CtrlVDiff: Controllable Video Generation via Unified Multimodal Video Diffusion
Dianbing Xi, Jiepeng Wang, Yuanzhi Liang, Xi Qiu, Jialun Liu, Hao Pan, Yuchi Huo, Rui Wang, Haibin Huang, Chi Zhang, Xuelong Li
TL;DR
CtrlVDiff presents a unified diffusion framework for controllable video generation and understanding that jointly models geometry, appearance, semantics, and structure through eight modalities. It introduces the Hybrid Modality Control Strategy (HMCS) to flexibly route conditioning and target modalities, paired with MMVideo, a large real-and-synthetic multimodal dataset, enabling robust cross-modal learning. The method achieves state-of-the-art or competitive results across depth, segmentation, normals, and material estimation, while enabling practical edits such as relighting, material swapping, and object insertion with strong temporal coherence. By reducing reliance on external estimators and unifying generation and understanding in a single model, CtrlVDiff offers versatile capabilities for high-fidelity, interpretable, and controllable video synthesis across real and synthetic domains.
Abstract
We tackle the dual challenges of video understanding and controllable video generation within a unified diffusion framework. Our key insights are two-fold: geometry-only cues (e.g., depth, edges) are insufficient: they specify layout but under-constrain appearance, materials, and illumination, limiting physically meaningful edits such as relighting or material swaps and often causing temporal drift. Enriching the model with additional graphics-based modalities (intrinsics and semantics) provides complementary constraints that both disambiguate understanding and enable precise, predictable control during generation.

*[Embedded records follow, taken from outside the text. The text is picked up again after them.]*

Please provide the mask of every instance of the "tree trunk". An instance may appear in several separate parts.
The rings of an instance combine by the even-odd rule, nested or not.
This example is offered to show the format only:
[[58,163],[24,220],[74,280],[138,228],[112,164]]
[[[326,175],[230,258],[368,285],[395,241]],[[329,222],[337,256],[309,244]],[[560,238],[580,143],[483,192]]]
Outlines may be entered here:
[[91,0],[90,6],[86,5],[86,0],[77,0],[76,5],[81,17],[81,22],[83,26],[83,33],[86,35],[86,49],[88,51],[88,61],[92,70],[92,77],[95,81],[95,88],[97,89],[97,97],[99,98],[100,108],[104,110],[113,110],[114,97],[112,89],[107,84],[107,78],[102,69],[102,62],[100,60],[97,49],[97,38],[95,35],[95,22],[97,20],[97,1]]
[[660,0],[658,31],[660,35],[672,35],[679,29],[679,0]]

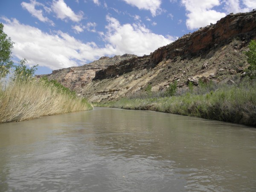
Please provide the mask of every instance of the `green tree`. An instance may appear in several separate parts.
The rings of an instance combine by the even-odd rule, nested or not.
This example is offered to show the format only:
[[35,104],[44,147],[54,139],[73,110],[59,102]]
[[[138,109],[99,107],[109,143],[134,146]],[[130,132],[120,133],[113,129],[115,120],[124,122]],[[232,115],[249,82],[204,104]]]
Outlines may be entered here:
[[15,65],[14,68],[14,79],[20,81],[27,81],[31,79],[35,72],[37,70],[38,65],[35,65],[30,69],[27,68],[26,64],[27,63],[26,59],[21,59],[18,65]]
[[256,76],[256,41],[252,40],[249,44],[249,50],[244,52],[250,64],[248,69],[253,76]]
[[169,84],[169,87],[165,91],[165,95],[166,96],[173,96],[177,90],[177,81],[175,81],[173,83]]
[[0,77],[5,77],[13,66],[11,58],[14,44],[3,32],[3,25],[0,23]]

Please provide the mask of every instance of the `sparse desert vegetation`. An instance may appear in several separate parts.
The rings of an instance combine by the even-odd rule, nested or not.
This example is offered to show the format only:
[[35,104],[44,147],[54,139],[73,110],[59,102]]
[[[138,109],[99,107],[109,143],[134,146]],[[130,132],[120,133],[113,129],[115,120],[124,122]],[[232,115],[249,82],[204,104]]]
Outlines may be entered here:
[[117,101],[95,106],[151,110],[256,126],[256,80],[245,78],[238,84],[199,83],[178,89],[173,96],[164,92],[140,91]]

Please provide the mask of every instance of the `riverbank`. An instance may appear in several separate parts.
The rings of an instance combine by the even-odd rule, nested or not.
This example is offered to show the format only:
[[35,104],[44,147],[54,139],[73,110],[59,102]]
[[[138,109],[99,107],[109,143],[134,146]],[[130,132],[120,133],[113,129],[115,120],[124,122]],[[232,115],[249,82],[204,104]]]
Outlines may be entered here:
[[256,81],[246,79],[230,85],[201,84],[196,87],[178,90],[174,96],[168,97],[163,93],[141,92],[117,101],[94,105],[154,111],[256,126]]
[[38,81],[15,81],[0,89],[0,123],[93,109],[85,99]]

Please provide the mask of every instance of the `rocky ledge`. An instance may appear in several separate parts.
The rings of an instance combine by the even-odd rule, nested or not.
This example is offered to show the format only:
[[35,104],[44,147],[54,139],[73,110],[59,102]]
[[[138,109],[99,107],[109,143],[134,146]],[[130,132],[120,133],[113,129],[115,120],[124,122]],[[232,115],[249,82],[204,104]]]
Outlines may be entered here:
[[[185,35],[150,55],[125,54],[81,67],[53,71],[49,75],[90,101],[116,99],[143,89],[179,87],[198,79],[233,83],[248,66],[243,52],[256,38],[256,11],[230,14],[216,24]],[[231,83],[230,83],[230,82]]]

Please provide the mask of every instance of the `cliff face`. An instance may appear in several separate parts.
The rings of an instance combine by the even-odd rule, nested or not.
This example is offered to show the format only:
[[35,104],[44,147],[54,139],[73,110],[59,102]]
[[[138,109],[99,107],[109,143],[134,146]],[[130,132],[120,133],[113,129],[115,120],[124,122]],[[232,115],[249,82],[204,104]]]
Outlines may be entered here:
[[96,72],[136,57],[132,54],[116,55],[111,58],[103,56],[99,60],[82,66],[54,70],[47,76],[49,79],[56,79],[63,85],[77,91],[92,81]]
[[157,90],[175,80],[179,86],[185,86],[189,78],[221,81],[241,75],[248,65],[243,52],[256,38],[256,11],[230,15],[149,55],[103,58],[81,67],[54,71],[49,76],[90,101],[117,99],[148,83]]

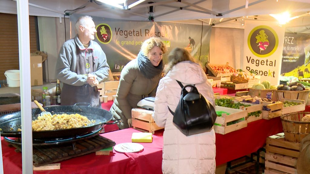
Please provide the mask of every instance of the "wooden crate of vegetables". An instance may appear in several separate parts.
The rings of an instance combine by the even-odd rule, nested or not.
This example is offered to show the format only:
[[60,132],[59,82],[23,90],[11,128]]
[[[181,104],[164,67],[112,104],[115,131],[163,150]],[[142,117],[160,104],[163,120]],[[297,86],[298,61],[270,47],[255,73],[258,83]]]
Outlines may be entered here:
[[227,88],[234,90],[247,89],[248,88],[248,84],[235,83],[232,81],[226,81],[221,82],[221,88]]
[[265,102],[263,101],[263,119],[270,120],[282,115],[283,103],[278,101]]
[[235,83],[247,83],[248,88],[252,88],[254,84],[259,82],[260,79],[256,78],[255,74],[241,69],[236,70],[231,76],[231,81]]
[[140,108],[131,109],[133,128],[140,131],[153,134],[155,131],[164,128],[156,124],[152,117],[153,112]]
[[228,62],[225,65],[206,63],[206,67],[207,70],[206,72],[217,77],[229,76],[230,78],[230,76],[236,72],[236,70],[228,66]]
[[270,136],[266,139],[265,173],[297,173],[296,164],[300,144],[286,140],[284,134]]
[[247,126],[246,111],[218,106],[215,110],[218,115],[213,126],[215,133],[225,135]]
[[247,112],[246,121],[249,123],[263,118],[263,104],[259,101],[253,102],[253,98],[243,99],[239,101],[234,101],[235,104],[244,105],[240,106],[240,109],[244,108]]
[[277,90],[279,100],[283,98],[303,100],[307,103],[310,89],[306,88],[301,83],[295,82],[289,85],[280,85]]
[[281,101],[283,103],[282,115],[299,111],[303,111],[306,108],[306,103],[303,100],[282,98]]

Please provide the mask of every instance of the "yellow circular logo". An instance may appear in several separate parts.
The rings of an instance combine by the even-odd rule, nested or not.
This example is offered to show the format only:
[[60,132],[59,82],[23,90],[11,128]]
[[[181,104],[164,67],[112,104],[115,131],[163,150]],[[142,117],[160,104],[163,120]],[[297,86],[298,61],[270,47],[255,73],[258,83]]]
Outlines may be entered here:
[[248,46],[251,52],[261,58],[273,54],[279,44],[277,33],[267,25],[260,25],[253,28],[249,34],[247,41]]
[[106,24],[100,24],[96,27],[97,39],[103,44],[110,43],[112,40],[112,30],[110,26]]
[[89,63],[86,63],[86,68],[89,68],[89,67],[91,66],[90,65]]

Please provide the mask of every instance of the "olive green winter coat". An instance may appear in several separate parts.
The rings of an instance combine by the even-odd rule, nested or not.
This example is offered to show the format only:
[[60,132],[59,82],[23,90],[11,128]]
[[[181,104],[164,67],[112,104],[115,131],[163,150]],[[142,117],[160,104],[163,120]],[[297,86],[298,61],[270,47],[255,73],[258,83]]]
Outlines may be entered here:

However, building a single model that uses many heterogeneous cues introduces two core difficulties. Architecturally, the model must accept any subset of modalities, remain robust to missing inputs, and inject control signals without sacrificing temporal consistency. Data-wise, training demands large-scale, temporally aligned supervision that ties real videos to per-pixel multimodal annotations. We then propose CtrlVDiff, a unified diffusion model trained with a Hybrid Modality Control Strategy (HMCS) that routes and fuses features from depth, normals, segmentation, edges, and graphics-based intrinsics (albedo, roughness, metallic), and re-renders videos from any chosen subset with strong temporal coherence. To enable this, we build MMVideo, a hybrid real-and-synthetic dataset aligned across modalities and captions. Across understanding and generation benchmarks, CtrlVDiff delivers superior controllability and fidelity, enabling layer-wise edits (relighting, material adjustment, object insertion) and surpassing state-of-the-art baselines while remaining robust when some modalities are unavailable.